When I was a kid in Marquette, Man., we lived beside the railroad tracks.
I’d run outside when I’d hear the whistle blow, hoping to see the passenger train go by. I always wondered who those people were behind the glass, and to what faraway places they were going.
Forty years later, I finally got to take the train to my own faraway place — from Winnipeg to Churchill. The Via Rail service departs Winnipeg’s Union Station on Tuesdays and Sundays at noon, arriving in Churchill two days later at 9 a.m.
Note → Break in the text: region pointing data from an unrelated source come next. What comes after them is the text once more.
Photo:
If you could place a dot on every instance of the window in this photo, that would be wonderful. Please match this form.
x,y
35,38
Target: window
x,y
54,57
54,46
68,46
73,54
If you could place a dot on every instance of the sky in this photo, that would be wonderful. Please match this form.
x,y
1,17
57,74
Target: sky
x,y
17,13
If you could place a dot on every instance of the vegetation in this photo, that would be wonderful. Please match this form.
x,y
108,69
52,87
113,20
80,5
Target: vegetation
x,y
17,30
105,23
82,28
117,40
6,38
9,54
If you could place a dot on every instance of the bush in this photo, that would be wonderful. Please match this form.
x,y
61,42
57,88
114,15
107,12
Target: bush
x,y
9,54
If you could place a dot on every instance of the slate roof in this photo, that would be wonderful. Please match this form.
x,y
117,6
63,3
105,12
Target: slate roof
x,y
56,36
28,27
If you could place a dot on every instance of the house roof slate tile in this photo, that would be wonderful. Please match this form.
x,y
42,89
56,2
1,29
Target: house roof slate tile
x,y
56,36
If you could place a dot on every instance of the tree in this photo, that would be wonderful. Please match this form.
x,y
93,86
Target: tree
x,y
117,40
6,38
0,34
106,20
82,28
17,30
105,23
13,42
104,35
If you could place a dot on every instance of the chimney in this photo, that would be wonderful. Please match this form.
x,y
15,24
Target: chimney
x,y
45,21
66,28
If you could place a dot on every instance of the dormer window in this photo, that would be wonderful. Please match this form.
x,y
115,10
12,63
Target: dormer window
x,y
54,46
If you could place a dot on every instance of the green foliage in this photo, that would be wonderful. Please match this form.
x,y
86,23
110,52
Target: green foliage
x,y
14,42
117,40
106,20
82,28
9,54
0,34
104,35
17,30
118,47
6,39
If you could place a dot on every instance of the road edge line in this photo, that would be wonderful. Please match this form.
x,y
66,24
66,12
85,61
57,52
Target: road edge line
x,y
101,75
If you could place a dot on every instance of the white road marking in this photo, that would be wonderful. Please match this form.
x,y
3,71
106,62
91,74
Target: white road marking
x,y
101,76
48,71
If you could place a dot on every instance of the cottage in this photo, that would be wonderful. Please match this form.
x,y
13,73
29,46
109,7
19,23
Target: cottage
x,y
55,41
For me, taking the train was all about the journey. My adventure started at Union Station, a magnificent building that celebrated its 100th birthday in 2012. Back then, train travel was the only option besides horses. Trains brought people home, and took others away. The train station was the centre of celebrations and sadness, joy and tears, hopes and fears.
When it was time to board my train, I ascended the escalator along with the gaggle of other passengers, into unknown territory — the platform. Even though there was no contingent to see us off, I imagined all the people who have stood there over the past century bidding adieu to loved ones, laughing, crying, and hugging.
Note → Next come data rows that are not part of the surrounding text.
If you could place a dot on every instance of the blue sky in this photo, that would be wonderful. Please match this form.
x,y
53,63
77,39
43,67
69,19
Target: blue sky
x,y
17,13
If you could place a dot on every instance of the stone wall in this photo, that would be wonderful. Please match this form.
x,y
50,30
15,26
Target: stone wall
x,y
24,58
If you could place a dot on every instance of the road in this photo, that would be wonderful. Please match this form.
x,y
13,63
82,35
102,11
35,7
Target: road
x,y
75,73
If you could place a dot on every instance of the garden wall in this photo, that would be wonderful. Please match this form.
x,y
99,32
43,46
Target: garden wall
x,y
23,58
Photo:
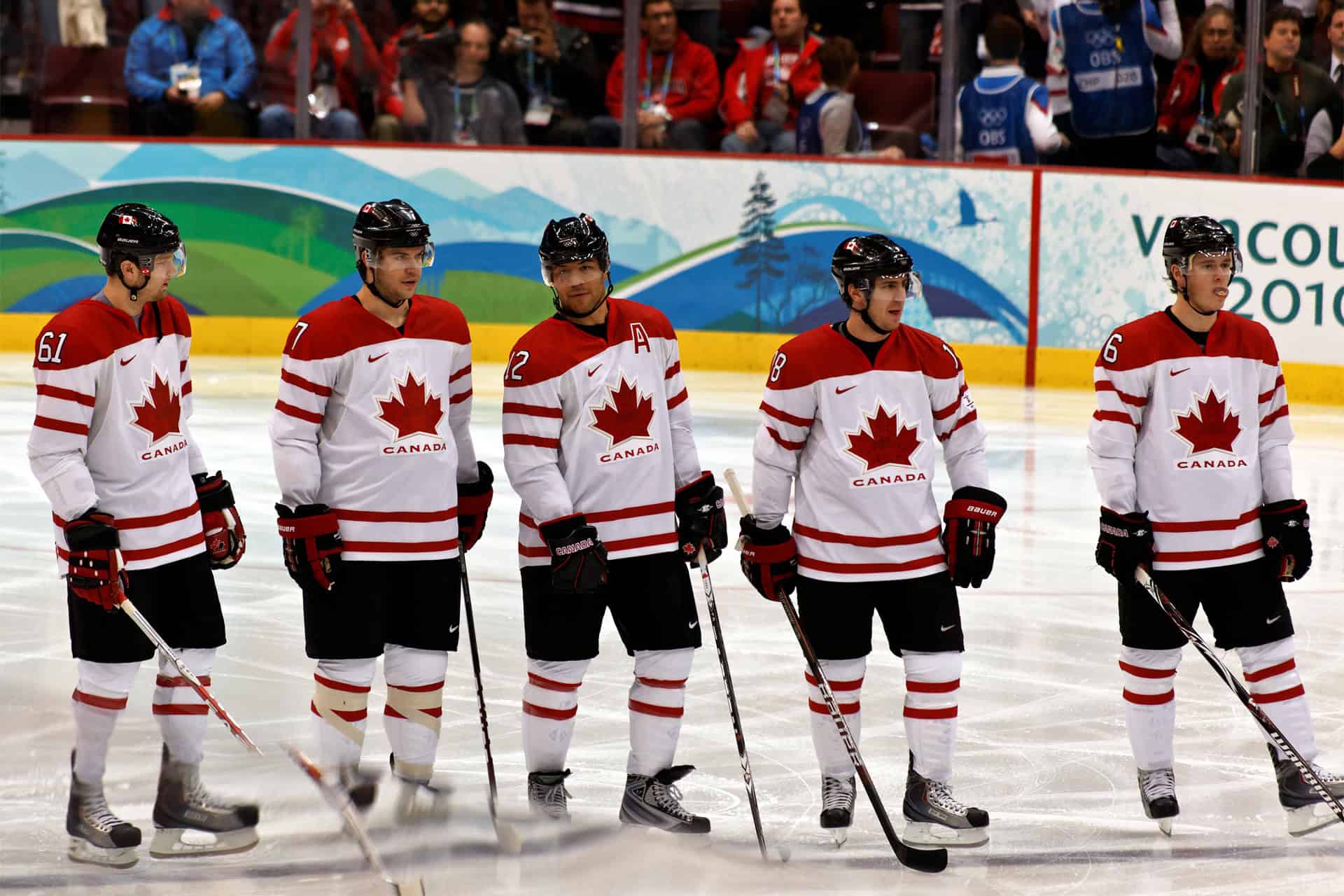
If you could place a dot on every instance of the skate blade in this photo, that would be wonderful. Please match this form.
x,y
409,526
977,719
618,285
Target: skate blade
x,y
183,843
81,850
923,833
Once in the sleeper car, I was shown to cabin #8 — my home for the next two days. It was like I’d imagined, only much smaller. At first, I wondered how I’d live in such a teensy space, no bigger than my hall closet at home. But after exploring every nook and cranny, opening every tiny door, and discovering the awesome bed that pulled out from the wall, I was satisfied my cabin had everything I needed.
Beyond my cabin, there was a lounging car where you could hang out and meet other passengers, a dining car which offered hot meals and cold beverages, larger restroom facilities, even a shower room.
The train really did have everything I needed, including good company.
The most enjoyable part of the journey was sitting and watching the world go by. It was like having my own special television that changes channels every second, never showing the same channel twice. Every time I looked out the window, I was privy to a different view.
I saw the Manitoba landscape change from multi-coloured prairie fields, to patches of sunflowers and cornstalks, to rolling escarpment dotted with cattle and horses, to densely forested stretches broken by rivers and lakes. At night, dancing northern lights lit up the darkness. Eventually, we reached the tundra, signifying we would soon be in Churchill, and the trip would end.
The final night in my cozy bed, the rocking motion lulled me to sleep. But it wasn’t long before I was awoken by a train whistle. I sat up, eagerly glancing out the window, hoping to see the train. Then I realized we were on the train. I was on the train! Just one of those people behind the glass, on my way to some faraway place.